Python SDK¶

The Tinfer Python SDK lets you manage servers and make API calls programmatically.

pip install tinfer-ai

Quick Example¶

from tinfer import Server, chat

# Start server and chat in one block
with Server("model.gguf", port=8080, n_gpu_layers=-1) as s:
    response = chat("What is artificial intelligence?")
    print(response)
# Server automatically stops when the block exits

Server Class¶

The Server class manages the tinfer-server process lifecycle.

Constructor¶

from tinfer import Server

server = Server(
    model_path="path/to/model.gguf",  # Required: path to GGUF file
    port=8080,                         # Server port (default: 8080)
    host="127.0.0.1",                  # Bind address (default: 127.0.0.1)
    n_gpu_layers=None,                 # GPU layers (-1 = all, None = auto)
    ctx_size=None,                     # Context window size
    n_parallel=None,                   # Parallel request slots
    extra_args=None                    # Additional CLI flags as list
)

Parameter	Type	Description	Default
`model_path`	str	Path to GGUF model file	required
`port`	int	Port for the server	8080
`host`	str	Host/IP to bind to	127.0.0.1
`n_gpu_layers`	int	Layers to offload to GPU (-1=all)	None (auto)
`ctx_size`	int	Context window size	None (model default)
`n_parallel`	int	Number of parallel slots	None (auto)
`extra_args`	list	Additional command-line flags	[]

Methods¶

`start(timeout=30)`¶

Start the server and wait until it's healthy.

server = Server("model.gguf", port=8080)
server.start(timeout=30)  # Waits up to 30 seconds
print(f"Server ready at {server.base_url}")

Warning

Raises RuntimeError if the server fails to start or doesn't become healthy within the timeout.

`stop()`¶

Stop the server process.

server.stop()

`is_running()`¶

Check if the server is running and healthy.

if server.is_running():
    print("Server is ready")

Context Manager¶

The recommended way to use the server — it auto-starts and auto-stops:

from tinfer import Server, chat

with Server("model.gguf", port=8080) as s:
    print(s.base_url)  # http://127.0.0.1:8080
    response = chat("Hello!")
    print(response)
# Server automatically stopped here

Extra Args Example¶

Pass any additional tinfer-server flags:

server = Server(
    "model.gguf",
    port=8080,
    extra_args=["--flash-attn", "on", "-c", "8192", "--api-key", "my-key"]
)

Client Functions¶

`set_server(url)`¶

Set the default server URL for all client functions.

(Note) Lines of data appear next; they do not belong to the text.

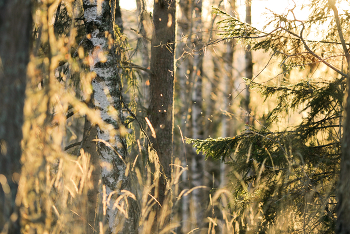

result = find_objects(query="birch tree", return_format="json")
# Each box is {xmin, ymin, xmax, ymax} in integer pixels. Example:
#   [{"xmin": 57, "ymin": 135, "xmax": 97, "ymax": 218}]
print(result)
[
  {"xmin": 83, "ymin": 0, "xmax": 137, "ymax": 233},
  {"xmin": 191, "ymin": 0, "xmax": 205, "ymax": 227},
  {"xmin": 0, "ymin": 0, "xmax": 32, "ymax": 234}
]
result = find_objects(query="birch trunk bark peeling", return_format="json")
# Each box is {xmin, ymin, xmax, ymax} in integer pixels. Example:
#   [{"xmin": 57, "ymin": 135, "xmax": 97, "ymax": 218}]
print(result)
[{"xmin": 83, "ymin": 0, "xmax": 137, "ymax": 233}]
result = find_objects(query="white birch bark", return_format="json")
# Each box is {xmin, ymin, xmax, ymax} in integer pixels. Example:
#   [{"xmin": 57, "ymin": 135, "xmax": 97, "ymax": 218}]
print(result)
[{"xmin": 83, "ymin": 0, "xmax": 137, "ymax": 233}]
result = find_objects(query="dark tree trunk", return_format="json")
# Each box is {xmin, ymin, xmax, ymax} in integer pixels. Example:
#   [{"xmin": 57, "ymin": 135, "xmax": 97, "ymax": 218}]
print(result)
[
  {"xmin": 244, "ymin": 0, "xmax": 253, "ymax": 125},
  {"xmin": 149, "ymin": 0, "xmax": 176, "ymax": 230},
  {"xmin": 0, "ymin": 0, "xmax": 31, "ymax": 233}
]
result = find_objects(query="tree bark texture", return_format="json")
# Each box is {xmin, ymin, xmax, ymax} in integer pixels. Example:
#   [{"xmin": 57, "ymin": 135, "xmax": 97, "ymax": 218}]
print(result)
[
  {"xmin": 176, "ymin": 0, "xmax": 192, "ymax": 233},
  {"xmin": 149, "ymin": 0, "xmax": 176, "ymax": 210},
  {"xmin": 191, "ymin": 0, "xmax": 206, "ymax": 228},
  {"xmin": 220, "ymin": 0, "xmax": 235, "ymax": 187},
  {"xmin": 244, "ymin": 0, "xmax": 253, "ymax": 125},
  {"xmin": 0, "ymin": 0, "xmax": 32, "ymax": 233},
  {"xmin": 83, "ymin": 0, "xmax": 137, "ymax": 233}
]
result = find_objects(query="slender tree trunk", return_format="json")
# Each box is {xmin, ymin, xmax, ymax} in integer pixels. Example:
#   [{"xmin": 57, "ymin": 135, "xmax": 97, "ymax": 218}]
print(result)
[
  {"xmin": 220, "ymin": 0, "xmax": 235, "ymax": 187},
  {"xmin": 191, "ymin": 0, "xmax": 206, "ymax": 227},
  {"xmin": 176, "ymin": 0, "xmax": 192, "ymax": 233},
  {"xmin": 136, "ymin": 0, "xmax": 150, "ymax": 107},
  {"xmin": 149, "ymin": 0, "xmax": 176, "ymax": 228},
  {"xmin": 244, "ymin": 0, "xmax": 253, "ymax": 125},
  {"xmin": 0, "ymin": 0, "xmax": 32, "ymax": 233},
  {"xmin": 83, "ymin": 0, "xmax": 137, "ymax": 233}
]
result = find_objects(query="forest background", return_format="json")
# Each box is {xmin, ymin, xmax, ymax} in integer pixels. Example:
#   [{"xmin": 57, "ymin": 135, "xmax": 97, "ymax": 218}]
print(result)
[{"xmin": 0, "ymin": 0, "xmax": 350, "ymax": 233}]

from tinfer import set_server

set_server("http://192.168.1.100:8080")  # Remote server
set_server("http://localhost:8080")       # Local (default)

`chat()`¶

Send a chat completion request. Returns the assistant's response as a string.

from tinfer import chat

# Simple string prompt
response = chat("What is the capital of France?")
print(response)

# Full message format
response = chat([
    {"role": "system", "content": "You are a pirate."},
    {"role": "user", "content": "What's the weather?"}
])

# With parameters
response = chat(
    messages="Explain quantum computing",
    max_tokens=200,
    temperature=0.5,
    top_p=0.9
)

Parameter	Type	Description	Default
`messages`	str or list	Message string or list of `{role, content}` dicts	—
`prompt`	str	Shorthand for a single user message	—
`model`	str	Model name (optional)	—
`max_tokens`	int	Max tokens to generate	512
`temperature`	float	Sampling temperature	0.7
`top_p`	float	Nucleus sampling	0.95
`stream`	bool	Stream response	False
`base_url`	str	Override server URL	—

Tip

Either messages or prompt must be provided. If messages is a string, it's automatically wrapped as [{"role": "user", "content": "..."}].

`complete()`¶

Send a text completion request (non-chat format).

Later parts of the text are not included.